Если может одна неделя быть дольше другой, то эта Кассандре казалась нескончаемой…
Женщина отсылала все тревожные вопросы вглубь себя, они вливались в нее подобно ледяной газированной воде из запотевшего стакана с позвякивающими кубиками льда на дне. Да и сама она чувствовала себя скованной льдом.
В таком оцепенении она прожила всю последнюю неделю, поселившись в квартире Рамона, помогшего ей не отступиться от своего намерения, поддержавшего ее в момент внутреннего разлада.

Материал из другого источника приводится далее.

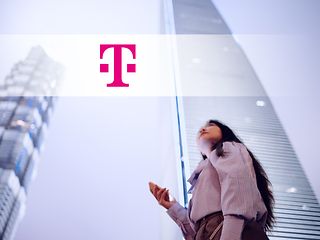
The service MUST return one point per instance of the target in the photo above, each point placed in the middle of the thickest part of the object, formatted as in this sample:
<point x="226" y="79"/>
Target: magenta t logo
<point x="117" y="58"/>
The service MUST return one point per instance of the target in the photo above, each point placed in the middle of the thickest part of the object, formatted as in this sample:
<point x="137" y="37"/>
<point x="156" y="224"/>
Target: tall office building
<point x="26" y="103"/>
<point x="239" y="100"/>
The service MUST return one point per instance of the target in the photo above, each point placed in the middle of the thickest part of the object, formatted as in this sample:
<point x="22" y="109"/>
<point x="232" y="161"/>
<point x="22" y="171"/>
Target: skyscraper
<point x="239" y="100"/>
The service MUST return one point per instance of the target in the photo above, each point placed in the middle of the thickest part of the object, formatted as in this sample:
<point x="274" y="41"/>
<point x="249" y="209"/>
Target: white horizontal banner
<point x="125" y="65"/>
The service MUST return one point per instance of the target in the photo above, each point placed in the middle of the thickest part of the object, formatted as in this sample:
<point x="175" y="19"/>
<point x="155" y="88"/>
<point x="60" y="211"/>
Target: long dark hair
<point x="264" y="185"/>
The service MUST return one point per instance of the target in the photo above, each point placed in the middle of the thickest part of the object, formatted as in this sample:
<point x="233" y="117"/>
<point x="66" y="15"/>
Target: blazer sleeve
<point x="238" y="189"/>
<point x="179" y="214"/>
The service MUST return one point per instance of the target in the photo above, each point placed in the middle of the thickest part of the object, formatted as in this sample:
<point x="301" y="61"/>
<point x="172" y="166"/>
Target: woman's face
<point x="207" y="136"/>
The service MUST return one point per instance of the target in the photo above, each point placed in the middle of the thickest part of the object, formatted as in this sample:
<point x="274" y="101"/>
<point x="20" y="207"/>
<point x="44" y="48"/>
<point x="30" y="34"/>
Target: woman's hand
<point x="162" y="195"/>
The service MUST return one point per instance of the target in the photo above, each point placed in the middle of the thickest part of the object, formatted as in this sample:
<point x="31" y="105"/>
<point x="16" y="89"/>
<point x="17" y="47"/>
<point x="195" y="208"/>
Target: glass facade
<point x="246" y="108"/>
<point x="23" y="123"/>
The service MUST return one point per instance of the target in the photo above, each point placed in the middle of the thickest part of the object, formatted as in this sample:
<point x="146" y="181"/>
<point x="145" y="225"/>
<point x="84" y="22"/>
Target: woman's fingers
<point x="159" y="193"/>
<point x="163" y="197"/>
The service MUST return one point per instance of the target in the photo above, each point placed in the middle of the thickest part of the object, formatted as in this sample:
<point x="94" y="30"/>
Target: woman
<point x="231" y="193"/>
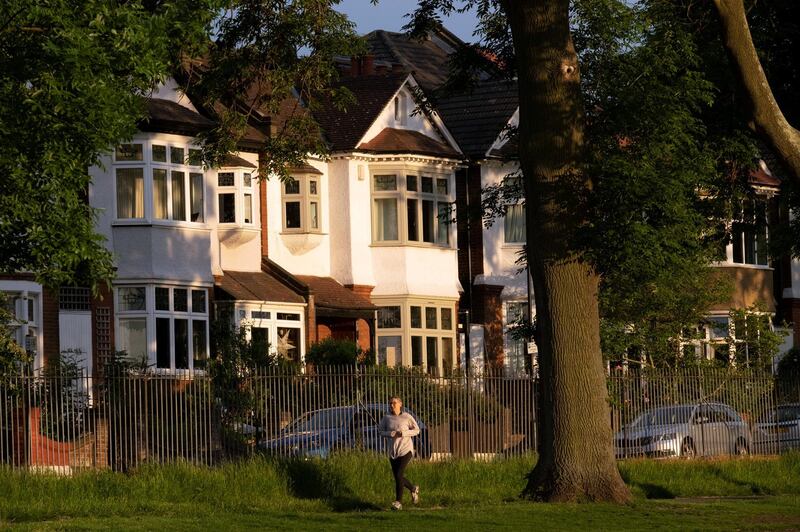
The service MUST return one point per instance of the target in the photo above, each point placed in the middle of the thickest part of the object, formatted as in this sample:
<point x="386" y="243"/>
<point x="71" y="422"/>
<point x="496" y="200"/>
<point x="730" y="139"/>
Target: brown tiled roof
<point x="343" y="129"/>
<point x="234" y="161"/>
<point x="474" y="118"/>
<point x="392" y="140"/>
<point x="328" y="293"/>
<point x="256" y="286"/>
<point x="167" y="116"/>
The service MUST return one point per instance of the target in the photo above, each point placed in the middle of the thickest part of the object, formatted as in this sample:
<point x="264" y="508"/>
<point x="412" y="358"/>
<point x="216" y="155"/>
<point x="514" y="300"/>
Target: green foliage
<point x="74" y="73"/>
<point x="335" y="352"/>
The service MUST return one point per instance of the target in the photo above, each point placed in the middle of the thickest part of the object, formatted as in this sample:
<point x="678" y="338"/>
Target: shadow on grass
<point x="311" y="479"/>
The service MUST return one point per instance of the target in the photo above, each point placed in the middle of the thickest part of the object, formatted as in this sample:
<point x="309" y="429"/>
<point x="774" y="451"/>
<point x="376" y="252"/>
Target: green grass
<point x="353" y="491"/>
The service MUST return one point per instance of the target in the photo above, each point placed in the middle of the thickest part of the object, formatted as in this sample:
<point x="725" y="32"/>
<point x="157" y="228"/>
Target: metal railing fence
<point x="62" y="421"/>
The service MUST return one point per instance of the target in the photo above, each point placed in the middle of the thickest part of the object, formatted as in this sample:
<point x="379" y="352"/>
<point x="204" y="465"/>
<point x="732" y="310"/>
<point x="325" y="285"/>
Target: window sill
<point x="737" y="265"/>
<point x="411" y="245"/>
<point x="162" y="223"/>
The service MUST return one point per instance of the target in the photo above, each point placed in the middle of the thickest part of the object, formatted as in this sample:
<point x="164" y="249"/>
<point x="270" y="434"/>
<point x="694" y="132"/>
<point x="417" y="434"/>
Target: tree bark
<point x="767" y="119"/>
<point x="576" y="457"/>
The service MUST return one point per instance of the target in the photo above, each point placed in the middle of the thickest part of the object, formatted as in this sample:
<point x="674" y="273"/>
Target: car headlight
<point x="665" y="437"/>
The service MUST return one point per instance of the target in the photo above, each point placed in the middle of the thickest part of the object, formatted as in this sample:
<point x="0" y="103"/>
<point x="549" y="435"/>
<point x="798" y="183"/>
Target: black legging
<point x="398" y="468"/>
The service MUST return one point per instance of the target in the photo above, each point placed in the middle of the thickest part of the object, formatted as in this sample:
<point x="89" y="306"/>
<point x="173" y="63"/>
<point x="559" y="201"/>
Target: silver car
<point x="705" y="429"/>
<point x="778" y="430"/>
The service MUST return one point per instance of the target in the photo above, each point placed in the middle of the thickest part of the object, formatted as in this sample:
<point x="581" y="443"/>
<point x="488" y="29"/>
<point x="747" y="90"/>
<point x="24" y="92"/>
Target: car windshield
<point x="673" y="415"/>
<point x="320" y="420"/>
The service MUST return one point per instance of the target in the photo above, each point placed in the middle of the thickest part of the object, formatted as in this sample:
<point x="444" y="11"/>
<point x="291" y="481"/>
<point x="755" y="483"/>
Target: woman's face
<point x="396" y="405"/>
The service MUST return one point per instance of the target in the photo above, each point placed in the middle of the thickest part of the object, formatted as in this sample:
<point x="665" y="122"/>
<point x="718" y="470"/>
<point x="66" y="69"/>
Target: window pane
<point x="132" y="298"/>
<point x="225" y="179"/>
<point x="390" y="350"/>
<point x="196" y="200"/>
<point x="386" y="219"/>
<point x="428" y="220"/>
<point x="430" y="351"/>
<point x="430" y="317"/>
<point x="389" y="317"/>
<point x="514" y="224"/>
<point x="129" y="152"/>
<point x="199" y="343"/>
<point x="443" y="223"/>
<point x="176" y="155"/>
<point x="199" y="301"/>
<point x="292" y="214"/>
<point x="162" y="298"/>
<point x="227" y="208"/>
<point x="447" y="319"/>
<point x="133" y="337"/>
<point x="288" y="344"/>
<point x="160" y="194"/>
<point x="427" y="184"/>
<point x="413" y="224"/>
<point x="416" y="317"/>
<point x="447" y="356"/>
<point x="162" y="343"/>
<point x="291" y="186"/>
<point x="248" y="208"/>
<point x="385" y="182"/>
<point x="416" y="350"/>
<point x="181" y="344"/>
<point x="180" y="301"/>
<point x="130" y="193"/>
<point x="178" y="196"/>
<point x="314" y="215"/>
<point x="159" y="153"/>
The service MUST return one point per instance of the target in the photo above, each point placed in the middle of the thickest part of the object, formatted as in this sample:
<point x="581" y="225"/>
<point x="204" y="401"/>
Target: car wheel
<point x="687" y="448"/>
<point x="741" y="448"/>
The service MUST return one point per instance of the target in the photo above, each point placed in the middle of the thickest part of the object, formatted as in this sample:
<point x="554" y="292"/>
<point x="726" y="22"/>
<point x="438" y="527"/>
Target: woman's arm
<point x="413" y="428"/>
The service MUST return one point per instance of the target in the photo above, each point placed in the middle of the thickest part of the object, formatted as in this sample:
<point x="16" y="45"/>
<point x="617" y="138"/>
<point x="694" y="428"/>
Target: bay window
<point x="411" y="208"/>
<point x="302" y="204"/>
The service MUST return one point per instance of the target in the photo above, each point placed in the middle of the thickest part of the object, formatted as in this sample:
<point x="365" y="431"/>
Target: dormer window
<point x="302" y="204"/>
<point x="235" y="196"/>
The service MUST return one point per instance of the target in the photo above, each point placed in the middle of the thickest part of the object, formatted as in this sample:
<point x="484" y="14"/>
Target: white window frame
<point x="148" y="165"/>
<point x="406" y="331"/>
<point x="27" y="291"/>
<point x="150" y="314"/>
<point x="401" y="194"/>
<point x="239" y="191"/>
<point x="305" y="197"/>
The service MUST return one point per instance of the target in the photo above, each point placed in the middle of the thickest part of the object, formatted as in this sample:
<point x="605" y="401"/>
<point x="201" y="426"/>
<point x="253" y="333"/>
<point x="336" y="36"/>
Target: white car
<point x="705" y="429"/>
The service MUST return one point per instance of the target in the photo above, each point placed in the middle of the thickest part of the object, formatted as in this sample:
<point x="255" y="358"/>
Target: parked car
<point x="321" y="432"/>
<point x="684" y="430"/>
<point x="777" y="430"/>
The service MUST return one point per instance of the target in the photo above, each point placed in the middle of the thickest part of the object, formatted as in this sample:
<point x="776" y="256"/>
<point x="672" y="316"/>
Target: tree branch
<point x="766" y="115"/>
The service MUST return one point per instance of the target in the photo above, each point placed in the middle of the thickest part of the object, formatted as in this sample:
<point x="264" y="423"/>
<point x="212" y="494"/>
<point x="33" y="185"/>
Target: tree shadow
<point x="311" y="479"/>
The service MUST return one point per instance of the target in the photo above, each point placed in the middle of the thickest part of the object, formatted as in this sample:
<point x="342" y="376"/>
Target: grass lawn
<point x="353" y="492"/>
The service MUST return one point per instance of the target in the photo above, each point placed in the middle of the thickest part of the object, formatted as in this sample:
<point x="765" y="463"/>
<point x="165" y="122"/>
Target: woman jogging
<point x="400" y="427"/>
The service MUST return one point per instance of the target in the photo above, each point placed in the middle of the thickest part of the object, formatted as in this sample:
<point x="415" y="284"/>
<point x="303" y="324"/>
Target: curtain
<point x="130" y="193"/>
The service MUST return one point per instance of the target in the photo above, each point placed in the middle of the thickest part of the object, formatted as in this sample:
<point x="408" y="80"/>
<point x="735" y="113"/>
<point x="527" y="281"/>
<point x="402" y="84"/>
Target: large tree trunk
<point x="576" y="460"/>
<point x="767" y="120"/>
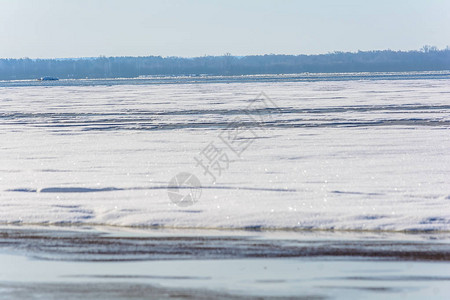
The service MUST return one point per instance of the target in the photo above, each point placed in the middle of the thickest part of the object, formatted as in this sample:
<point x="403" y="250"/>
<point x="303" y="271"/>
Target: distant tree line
<point x="427" y="59"/>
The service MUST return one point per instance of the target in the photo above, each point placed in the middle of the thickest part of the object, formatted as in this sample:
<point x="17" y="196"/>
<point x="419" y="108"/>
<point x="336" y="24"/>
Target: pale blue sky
<point x="79" y="28"/>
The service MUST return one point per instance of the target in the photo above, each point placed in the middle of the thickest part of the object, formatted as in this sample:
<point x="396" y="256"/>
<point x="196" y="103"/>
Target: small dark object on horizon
<point x="46" y="78"/>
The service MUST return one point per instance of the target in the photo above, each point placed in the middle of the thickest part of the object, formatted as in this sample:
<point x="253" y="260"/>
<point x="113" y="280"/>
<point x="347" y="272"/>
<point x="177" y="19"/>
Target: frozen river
<point x="358" y="152"/>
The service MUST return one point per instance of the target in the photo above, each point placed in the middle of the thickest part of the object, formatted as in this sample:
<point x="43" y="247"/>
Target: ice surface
<point x="354" y="154"/>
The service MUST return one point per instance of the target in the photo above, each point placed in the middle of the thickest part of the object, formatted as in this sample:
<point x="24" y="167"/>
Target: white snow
<point x="356" y="155"/>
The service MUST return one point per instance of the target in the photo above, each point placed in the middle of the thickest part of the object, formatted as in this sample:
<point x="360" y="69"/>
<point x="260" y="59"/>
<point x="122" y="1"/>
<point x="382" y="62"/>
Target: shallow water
<point x="107" y="263"/>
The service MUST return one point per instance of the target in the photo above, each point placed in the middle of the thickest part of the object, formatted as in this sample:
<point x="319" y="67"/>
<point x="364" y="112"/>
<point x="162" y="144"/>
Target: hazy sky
<point x="78" y="28"/>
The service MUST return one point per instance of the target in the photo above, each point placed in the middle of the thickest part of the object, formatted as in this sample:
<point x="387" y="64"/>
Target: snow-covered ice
<point x="353" y="154"/>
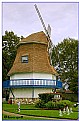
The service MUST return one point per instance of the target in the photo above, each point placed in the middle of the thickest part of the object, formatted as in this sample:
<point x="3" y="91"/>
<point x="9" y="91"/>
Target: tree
<point x="9" y="42"/>
<point x="65" y="60"/>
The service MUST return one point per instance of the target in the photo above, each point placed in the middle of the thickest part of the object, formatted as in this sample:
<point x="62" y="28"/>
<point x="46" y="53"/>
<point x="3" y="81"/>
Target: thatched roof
<point x="38" y="37"/>
<point x="38" y="61"/>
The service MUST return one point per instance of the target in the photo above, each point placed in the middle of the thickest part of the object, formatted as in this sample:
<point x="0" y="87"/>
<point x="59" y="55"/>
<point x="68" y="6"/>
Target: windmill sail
<point x="48" y="33"/>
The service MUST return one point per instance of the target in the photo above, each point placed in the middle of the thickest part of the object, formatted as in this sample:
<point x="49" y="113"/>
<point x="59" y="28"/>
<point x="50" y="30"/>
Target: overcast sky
<point x="22" y="19"/>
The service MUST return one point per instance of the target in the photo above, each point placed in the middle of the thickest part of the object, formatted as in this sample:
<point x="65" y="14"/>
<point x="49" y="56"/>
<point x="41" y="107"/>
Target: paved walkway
<point x="25" y="116"/>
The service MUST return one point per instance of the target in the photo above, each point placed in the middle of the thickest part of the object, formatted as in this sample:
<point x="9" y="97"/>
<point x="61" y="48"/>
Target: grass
<point x="30" y="110"/>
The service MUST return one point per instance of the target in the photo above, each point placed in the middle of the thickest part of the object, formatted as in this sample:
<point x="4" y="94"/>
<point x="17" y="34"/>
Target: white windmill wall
<point x="27" y="92"/>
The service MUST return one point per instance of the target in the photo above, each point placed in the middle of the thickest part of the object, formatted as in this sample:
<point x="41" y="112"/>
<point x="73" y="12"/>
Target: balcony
<point x="37" y="83"/>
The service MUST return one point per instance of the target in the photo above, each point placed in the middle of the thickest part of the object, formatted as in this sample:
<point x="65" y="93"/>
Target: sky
<point x="23" y="20"/>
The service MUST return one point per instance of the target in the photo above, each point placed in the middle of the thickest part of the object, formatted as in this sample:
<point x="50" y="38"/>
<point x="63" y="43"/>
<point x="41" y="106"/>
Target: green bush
<point x="40" y="104"/>
<point x="50" y="105"/>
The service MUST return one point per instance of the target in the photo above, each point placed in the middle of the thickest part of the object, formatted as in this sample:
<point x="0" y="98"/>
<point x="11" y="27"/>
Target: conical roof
<point x="38" y="37"/>
<point x="35" y="46"/>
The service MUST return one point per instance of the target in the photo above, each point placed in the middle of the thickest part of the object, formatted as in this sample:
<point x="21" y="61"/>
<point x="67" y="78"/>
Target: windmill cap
<point x="38" y="37"/>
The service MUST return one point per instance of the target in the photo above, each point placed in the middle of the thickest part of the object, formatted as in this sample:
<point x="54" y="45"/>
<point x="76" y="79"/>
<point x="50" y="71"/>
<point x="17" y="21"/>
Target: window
<point x="24" y="59"/>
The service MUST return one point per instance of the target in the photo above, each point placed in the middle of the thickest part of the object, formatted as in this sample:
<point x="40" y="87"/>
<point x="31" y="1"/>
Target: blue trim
<point x="7" y="84"/>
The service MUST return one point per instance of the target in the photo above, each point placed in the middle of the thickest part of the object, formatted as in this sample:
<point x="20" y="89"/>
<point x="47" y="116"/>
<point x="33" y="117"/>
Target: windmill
<point x="47" y="32"/>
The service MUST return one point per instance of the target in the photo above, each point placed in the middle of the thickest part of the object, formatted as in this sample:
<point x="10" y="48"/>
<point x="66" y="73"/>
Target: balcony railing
<point x="17" y="83"/>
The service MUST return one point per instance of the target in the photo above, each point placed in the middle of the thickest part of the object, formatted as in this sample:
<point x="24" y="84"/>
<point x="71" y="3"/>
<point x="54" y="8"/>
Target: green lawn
<point x="31" y="110"/>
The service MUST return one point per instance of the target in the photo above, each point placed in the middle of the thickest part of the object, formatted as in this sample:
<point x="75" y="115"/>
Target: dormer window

Ей было за что благодарить его. Но она больше не была собой. Она не жила…
Угрюмо и напряженно, сиротливо и безразлично влачила она себя сквозь изнуряющее одиночество, хотя и понимала, что и при Хоакине была не менее одинокой.
Умом сознавая правильность своего поступка, сердцем Кассандра не умела быть мудрой и справедливой. И, пожалуй, этот разлад убивал ее сильнее перемен в жизни. В мечтах она устремлялась назад, в те времена, которые теперь рисовались ей бесконечно счастливыми.
На каждый внутренний порыв стряхнуть с себя эту апатию она отвечала вздохом глубочайшей усталости и безучастным взглядом. Попытки Рамона взбодрить гостью тоже не увенчались успехом. Он лишь верил, что верный лекарь время сделает свое дело, на это и уповал, чутко обращаясь со своей подопечной.
Но каждое утро Кассандра переживала один и тот же кошмар пробуждения, когда с новой силой сознавала, как далеко она от Хоакина, что не увидит его черного пронзительного взгляда, который неизменно прожигал ее насквозь. И эти мысли пронимали ее до дрожи, до слез отчаяния, до пустыннического безмолвия.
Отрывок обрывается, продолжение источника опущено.